# Just under 1 month retired



## Mollypops (Apr 3, 2019)

April 8th will mark 1 month that I will be retired from my almost 40 year career as a Physical Therapist. I don't think it really has yet to set in for me as I still wake up early during the week and I find myself extremely antsy during the day to keep myself busy. I just don't seem like I can sit still. Being a Physical Therapist I was on my feet a lot so I tend to find myself dusting around the house, vacuuming, cleaning the bedrooms, bathrooms and doing laundry. 

I know once the weather gets better on a consistent basis I will be outside in my backyard tending to the garden. The problem is will I always ever be able to just relax? When will that time settle in for me? I have always been called the Energizer Bunny at work even by my much younger Co-Workers.


----------



## gumbud (Apr 3, 2019)

Hi Mollypops as also an energized worker for years too - all I can say is that it takes time and 'hobby finding' - where is MD by the way?  [ OK figured!!] tell the rest of us non- locals wot Maryland is like??  ta x


----------



## RadishRose (Apr 3, 2019)

Mollypops, in a short while you'll find lots to take up your time.


----------



## Mollypops (Apr 3, 2019)

Thank you all so much for the replies. I don't expect that my personality will change nor do I really want it to change. I like that I am energetic as I feel that does keep me young and healthy. I do however want some downtime, but have yet to find that yet in my life. 

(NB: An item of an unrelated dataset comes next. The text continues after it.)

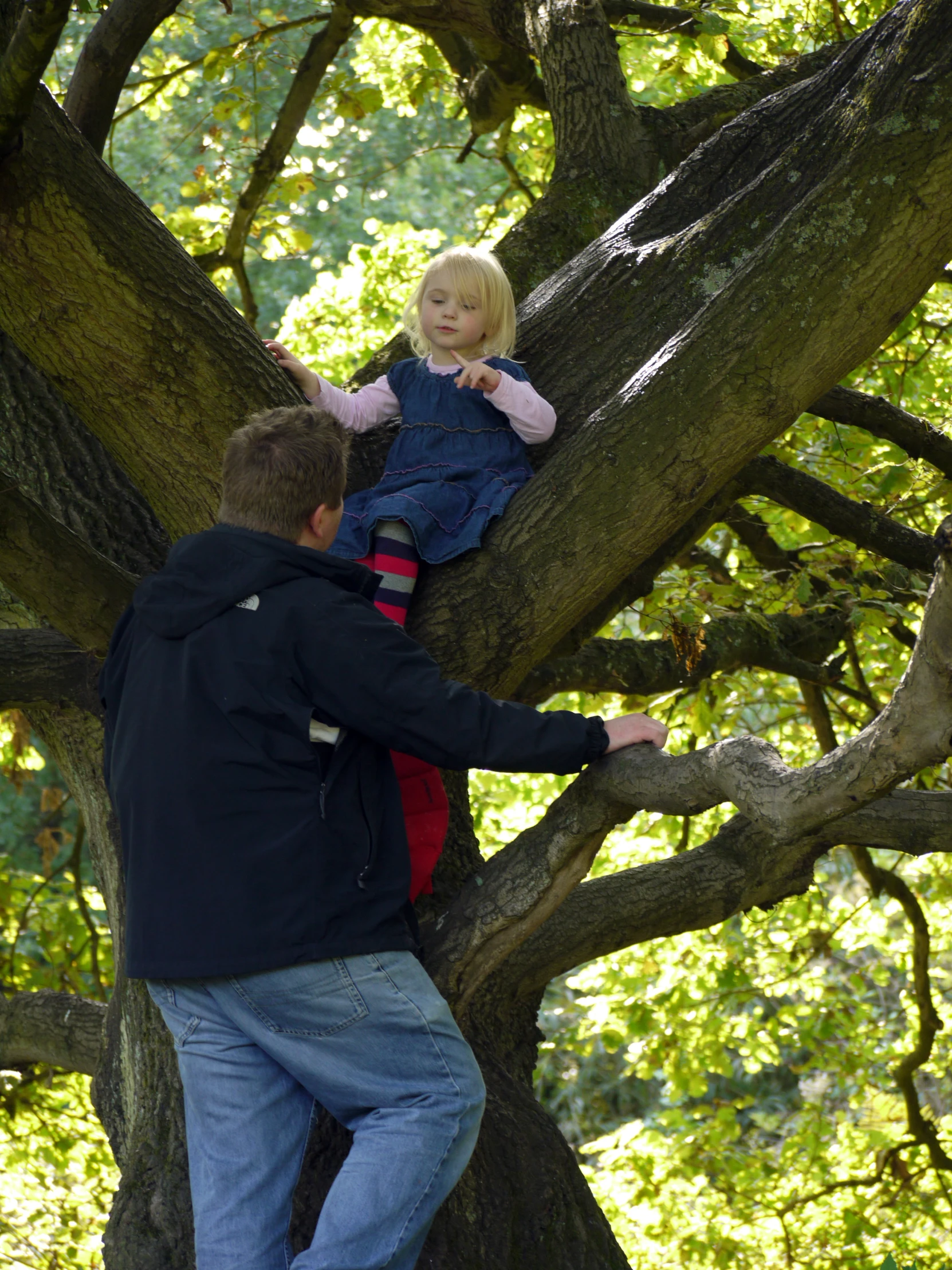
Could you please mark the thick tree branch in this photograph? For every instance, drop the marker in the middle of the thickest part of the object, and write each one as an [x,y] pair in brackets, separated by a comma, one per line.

As for the beautiful State of Maryland, I have lived here my entire life and what I enjoy the most about it is it has a little bit of everything to offer. To the west there are the mountains and the greenery and to the east you have the beaches. The weather is not all that awful to deal with as well with the exception of the humidity in the Summer. I also enjoy the Crabs in the Summer.


----------



## Tommy (Apr 4, 2019)

Before I retired, a very wise (retired) friend warned me to expect it to take at least a full year to adjust.  I found that to be good advice.  As a PT, you, more than most, understand that there are things that require time, effort, and a good attitude to achieve.

Best of luck to you, Molly.  Friends on these forums will be a great source of information and support.

:glitter-heart:


----------



## moviequeen1 (Apr 4, 2019)

HI Molly,yes the first yr of retirement  can be an adjustment for most of us
When I retired 8 yrs ago,it took me about 6-8 months not to get up at 5:30a,the 3 days I had to be at work.I was a part time pharm tech at local hospital,was there 27yrs
Once you get into a routine,you can always change it,which I did
I know you'll enjoy your 'new life',good luck Sue


----------



## ClassicRockr (Apr 4, 2019)

I retired at 62 and really have never had a hard time finding things to do at home. It took me some time, but I scanned most of our printed pictures into our desktop and transferred them onto USB Flash Drives, so we could show the pictures on our tv. Our dvd player has a usb connection. I also keep busy doing laundry on Mondays and other things, like computer stuff and running few errands during the week. I was never a big work person. Look forward to retirement!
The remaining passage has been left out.